NEW YORK--(BUSINESS WIRE)-- One year ago today on June 14, 2013 Hassan Rouhani was elected President of Iran. During his campaign Rouhani pledged to follow a "path of moderation" in both domestic and foreign policy affairs. After one year in office however it is clear that Rouhani has not matched his words with substantive reform or change.
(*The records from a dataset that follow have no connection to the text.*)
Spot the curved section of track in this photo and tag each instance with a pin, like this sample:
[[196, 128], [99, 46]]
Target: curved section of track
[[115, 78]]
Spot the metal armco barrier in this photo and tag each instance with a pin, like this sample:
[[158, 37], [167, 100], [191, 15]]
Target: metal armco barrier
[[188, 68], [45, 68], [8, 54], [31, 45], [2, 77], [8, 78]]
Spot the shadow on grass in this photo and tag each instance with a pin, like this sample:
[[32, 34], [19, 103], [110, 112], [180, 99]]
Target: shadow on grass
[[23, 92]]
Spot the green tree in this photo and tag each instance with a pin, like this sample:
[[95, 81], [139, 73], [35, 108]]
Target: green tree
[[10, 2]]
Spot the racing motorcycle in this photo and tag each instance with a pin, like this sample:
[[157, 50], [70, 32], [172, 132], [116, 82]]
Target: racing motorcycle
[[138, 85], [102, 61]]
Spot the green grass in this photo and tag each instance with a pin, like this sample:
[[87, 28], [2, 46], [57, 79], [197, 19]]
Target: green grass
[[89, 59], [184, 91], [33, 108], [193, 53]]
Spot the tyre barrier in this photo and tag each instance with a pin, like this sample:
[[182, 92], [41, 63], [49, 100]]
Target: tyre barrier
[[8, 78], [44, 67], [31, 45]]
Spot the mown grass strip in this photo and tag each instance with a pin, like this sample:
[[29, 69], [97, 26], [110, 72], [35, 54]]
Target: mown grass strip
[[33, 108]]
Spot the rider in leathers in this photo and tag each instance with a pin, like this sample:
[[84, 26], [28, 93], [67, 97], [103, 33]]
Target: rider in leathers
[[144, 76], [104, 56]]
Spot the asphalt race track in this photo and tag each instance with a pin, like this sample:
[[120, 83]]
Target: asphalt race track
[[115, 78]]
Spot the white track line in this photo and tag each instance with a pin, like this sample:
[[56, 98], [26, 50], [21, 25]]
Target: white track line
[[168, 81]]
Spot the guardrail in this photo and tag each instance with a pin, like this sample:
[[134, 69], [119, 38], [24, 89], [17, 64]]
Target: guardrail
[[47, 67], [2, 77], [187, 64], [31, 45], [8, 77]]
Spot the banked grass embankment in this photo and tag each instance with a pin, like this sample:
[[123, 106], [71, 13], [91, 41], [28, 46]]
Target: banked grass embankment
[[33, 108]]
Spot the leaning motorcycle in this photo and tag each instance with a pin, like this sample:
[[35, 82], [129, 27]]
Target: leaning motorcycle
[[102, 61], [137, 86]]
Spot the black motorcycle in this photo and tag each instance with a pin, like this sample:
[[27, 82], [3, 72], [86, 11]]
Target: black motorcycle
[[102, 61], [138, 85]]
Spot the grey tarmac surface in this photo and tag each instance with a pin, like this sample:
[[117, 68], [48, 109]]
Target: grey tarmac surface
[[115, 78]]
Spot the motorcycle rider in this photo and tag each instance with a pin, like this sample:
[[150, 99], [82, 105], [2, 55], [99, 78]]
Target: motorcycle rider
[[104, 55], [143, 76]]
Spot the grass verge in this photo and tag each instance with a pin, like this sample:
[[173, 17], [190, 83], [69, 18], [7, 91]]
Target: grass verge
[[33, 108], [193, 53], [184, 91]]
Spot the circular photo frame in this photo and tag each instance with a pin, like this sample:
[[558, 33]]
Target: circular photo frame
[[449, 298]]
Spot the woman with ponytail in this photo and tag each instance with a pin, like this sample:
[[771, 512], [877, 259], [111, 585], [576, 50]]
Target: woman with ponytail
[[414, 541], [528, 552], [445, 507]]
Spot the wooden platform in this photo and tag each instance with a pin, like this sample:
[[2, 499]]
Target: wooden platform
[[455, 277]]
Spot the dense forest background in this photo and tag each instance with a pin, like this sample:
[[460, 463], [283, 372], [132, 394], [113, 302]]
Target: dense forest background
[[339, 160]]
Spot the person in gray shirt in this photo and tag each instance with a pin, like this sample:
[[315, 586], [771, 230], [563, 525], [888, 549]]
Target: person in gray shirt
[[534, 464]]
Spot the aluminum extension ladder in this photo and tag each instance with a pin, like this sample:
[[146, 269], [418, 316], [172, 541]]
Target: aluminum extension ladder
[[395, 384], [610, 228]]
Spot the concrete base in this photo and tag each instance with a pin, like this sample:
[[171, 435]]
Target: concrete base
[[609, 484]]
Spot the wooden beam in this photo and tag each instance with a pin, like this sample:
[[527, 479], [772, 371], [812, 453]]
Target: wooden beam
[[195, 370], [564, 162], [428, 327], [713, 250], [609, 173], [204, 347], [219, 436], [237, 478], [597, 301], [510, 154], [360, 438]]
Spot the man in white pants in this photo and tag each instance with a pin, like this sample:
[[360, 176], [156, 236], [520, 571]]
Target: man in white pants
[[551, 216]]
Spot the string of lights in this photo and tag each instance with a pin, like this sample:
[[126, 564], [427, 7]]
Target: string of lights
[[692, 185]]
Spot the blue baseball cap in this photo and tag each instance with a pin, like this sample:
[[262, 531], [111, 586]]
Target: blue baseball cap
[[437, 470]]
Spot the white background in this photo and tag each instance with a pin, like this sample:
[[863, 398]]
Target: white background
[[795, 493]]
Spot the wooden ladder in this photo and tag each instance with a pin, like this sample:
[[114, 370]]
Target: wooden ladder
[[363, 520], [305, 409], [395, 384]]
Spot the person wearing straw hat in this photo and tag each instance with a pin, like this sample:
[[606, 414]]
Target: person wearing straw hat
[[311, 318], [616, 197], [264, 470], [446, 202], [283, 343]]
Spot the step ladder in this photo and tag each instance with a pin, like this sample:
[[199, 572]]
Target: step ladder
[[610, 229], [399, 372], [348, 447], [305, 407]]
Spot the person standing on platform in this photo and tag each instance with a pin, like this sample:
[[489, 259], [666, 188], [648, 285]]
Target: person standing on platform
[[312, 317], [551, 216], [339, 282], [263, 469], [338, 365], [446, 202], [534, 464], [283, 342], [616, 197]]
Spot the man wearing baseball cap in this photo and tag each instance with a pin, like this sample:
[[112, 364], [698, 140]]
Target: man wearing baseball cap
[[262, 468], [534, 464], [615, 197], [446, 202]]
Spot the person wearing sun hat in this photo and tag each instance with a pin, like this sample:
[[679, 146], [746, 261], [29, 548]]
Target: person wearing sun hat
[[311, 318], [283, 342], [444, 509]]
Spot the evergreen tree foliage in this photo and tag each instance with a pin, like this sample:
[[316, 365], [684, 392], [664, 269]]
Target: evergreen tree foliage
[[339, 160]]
In fact the regime's policies remain largely unchanged from the days of Mahmoud Ahmadinejad's presidency.
For example, the nuclear program continues to advance, Iran's military intervention to uphold the Assad regime in Syria goes on unabated, and the human rights situation in Iran has deteriorated with a new wave of repression and executions.
The following UANI resources analyze Rouhani's intentions and behavior and assess his record since his election one year ago.
Rouhani: No Moderate
Resource: "Rouhani: The Ultimate Regime Insider"
- Some have inaccurately tagged Rouhani as a "reformist" and "moderate." On the contrary, he has been more correctly described as the "ultimate regime insider," who "has never been out of power or [Supreme Leader Ayatollah] Khamenei's good graces."
- Rouhani has asserted a commitment to constructive negotiations to resolve concerns over Iran's illicit nuclear program. His track record suggests otherwise. Between 2003 and 2005, Rouhani served as Iran's chief nuclear negotiator. Some pundits and analysts highlight this period as evidence of Rouhani's "moderate" character. Rouhani's actions and statements in Iran convey a much different story.
- For example, in a seminal speech delivered in 2004 to the Supreme Cultural Revolution Council, Rouhani boasted of the progress Iran made in its nuclear portfolio under his stewardship, including during Iran's temporary suspension of enrichment activities.
- Rouhani's statements that "We have never chosen deceit as a path. We have never chosen secrecy... We have acted transparently," is directly contradicted by his 2004 speech. In response to domestic criticisms that Iran's nuclear activities should have been kept secret, Rouhani bluntly said, "This was the intention; this never was supposed to be in the open. But in any case, the spies exposed it. We did not want to declare all this."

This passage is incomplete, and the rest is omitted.